Spring 2018

Crucible of Conflict

Commentary

The Cost of Conflict Issue

  • by George Q. Daley
  • 2 minute read

It’s a paradox: in settings where lives are shattered, medicine improves.

Many have addressed this incongruity. Atul Gawande, MD ’94, for instance, wrote about it in an article penned more than a decade ago for the New England Journal of Medicine. Compared with this nation’s earlier conflicts, he noted, mortality rates for military personnel in Iraq and Afghanistan had decreased dramatically. In Vietnam, for example, 24 percent of those who sustained injuries died. By contrast, in Iraq and Afghanistan, only one in every ten military personnel who was injured perished. Mortality rates have improved over the years; a 2018 Journal of Defence and Peace Economicsanalysis finds that survival rates in Afghanistan are now nearly 92 percent.

HMS alumni who have served this country have been among those who, when faced with the traumas inflicted by combat, innovated and improved techniques in order to save lives. Those improvements were then used to advance patient care—and were passed along to new generations of physicians.

This dedication to serving medicine and country continues on our campus. Students like Joshua Caldwell, MD 2019, Jonathon Florance, MD 2020, Gregory Galeazzi, MD 2021, Zachary Johannesson, MD 2021, and Zheala Qayyum, MMSc 2019, are veterans of either Iraq or Afghanistan. Others, like Bridget Matsas, MD 2021, a graduate of West Point studying medicine on a military scholarship, intend to dedicate several years to military service after graduating from HMS. Many also carve out time to serve in the National Guard.

Recently, Florance, Johannesson, and Matsas helped found the Civilian-Military Collaborative at HMS, a student interest group that aims to make HMS a leader for civilian-military translational expertise in areas such as trauma care and humanitarian and disaster response. The students say the collaboration, like medicine and the military, allows them to work as a team, united in their commitment to selfless service.

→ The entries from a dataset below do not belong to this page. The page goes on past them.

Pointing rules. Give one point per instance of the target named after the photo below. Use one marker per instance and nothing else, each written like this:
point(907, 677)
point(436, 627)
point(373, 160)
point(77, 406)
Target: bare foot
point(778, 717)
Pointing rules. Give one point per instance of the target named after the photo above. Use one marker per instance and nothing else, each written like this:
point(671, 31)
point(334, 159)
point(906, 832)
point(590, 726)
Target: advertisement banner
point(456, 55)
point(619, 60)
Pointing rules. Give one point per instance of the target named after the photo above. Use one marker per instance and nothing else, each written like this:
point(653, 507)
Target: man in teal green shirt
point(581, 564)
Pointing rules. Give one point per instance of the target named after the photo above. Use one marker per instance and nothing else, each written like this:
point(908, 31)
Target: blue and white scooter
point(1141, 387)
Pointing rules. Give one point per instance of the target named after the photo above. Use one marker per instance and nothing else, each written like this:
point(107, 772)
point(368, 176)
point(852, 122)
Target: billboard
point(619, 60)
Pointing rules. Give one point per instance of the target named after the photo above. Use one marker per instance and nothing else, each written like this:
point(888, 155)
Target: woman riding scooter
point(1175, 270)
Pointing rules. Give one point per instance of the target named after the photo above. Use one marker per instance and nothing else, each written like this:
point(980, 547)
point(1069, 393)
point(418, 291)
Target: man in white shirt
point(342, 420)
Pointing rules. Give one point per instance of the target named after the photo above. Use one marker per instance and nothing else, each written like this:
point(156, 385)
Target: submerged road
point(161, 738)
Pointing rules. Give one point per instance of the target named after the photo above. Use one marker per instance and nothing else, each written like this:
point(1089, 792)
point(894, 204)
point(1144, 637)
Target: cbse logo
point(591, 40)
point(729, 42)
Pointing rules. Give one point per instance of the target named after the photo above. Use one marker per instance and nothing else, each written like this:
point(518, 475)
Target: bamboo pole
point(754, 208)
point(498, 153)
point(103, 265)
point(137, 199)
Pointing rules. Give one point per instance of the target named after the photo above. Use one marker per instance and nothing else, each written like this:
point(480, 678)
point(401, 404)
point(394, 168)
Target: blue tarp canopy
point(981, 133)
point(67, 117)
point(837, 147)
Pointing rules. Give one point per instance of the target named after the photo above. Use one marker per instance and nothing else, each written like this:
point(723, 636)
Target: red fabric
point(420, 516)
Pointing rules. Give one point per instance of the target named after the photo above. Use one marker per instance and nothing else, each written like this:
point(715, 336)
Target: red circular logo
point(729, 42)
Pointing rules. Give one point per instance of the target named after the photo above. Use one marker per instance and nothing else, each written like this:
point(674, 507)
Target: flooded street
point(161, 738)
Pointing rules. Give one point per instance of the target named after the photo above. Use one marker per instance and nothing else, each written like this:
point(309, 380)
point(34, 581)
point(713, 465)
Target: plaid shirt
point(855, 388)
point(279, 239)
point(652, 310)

Like so many of the HMS student initiatives I’ve had the privilege of witnessing, this collaborative is tied to a national movement, one that would integrate military and civilian trauma systems. This effort, enunciated in a 2016 report from the National Academies of Sciences, Engineering, and Medicine, aims to achieve “zero preventable deaths after injury” by ensuring that “lessons learned from the military’s experiences in Afghanistan and Iraq are sustained and built on for future combat operations—and that they are translated into the civilian system.” HMS leadership is in evidence in this initiative, too: The recommendations were crafted by a group led by Donald Berwick, MD ’72, and including Cato Laurencin, MD ’84.

At HMS, we pride ourselves on building leaders in medicine. But we also take pride in watching those leaders shape our profession, our nation, and our world.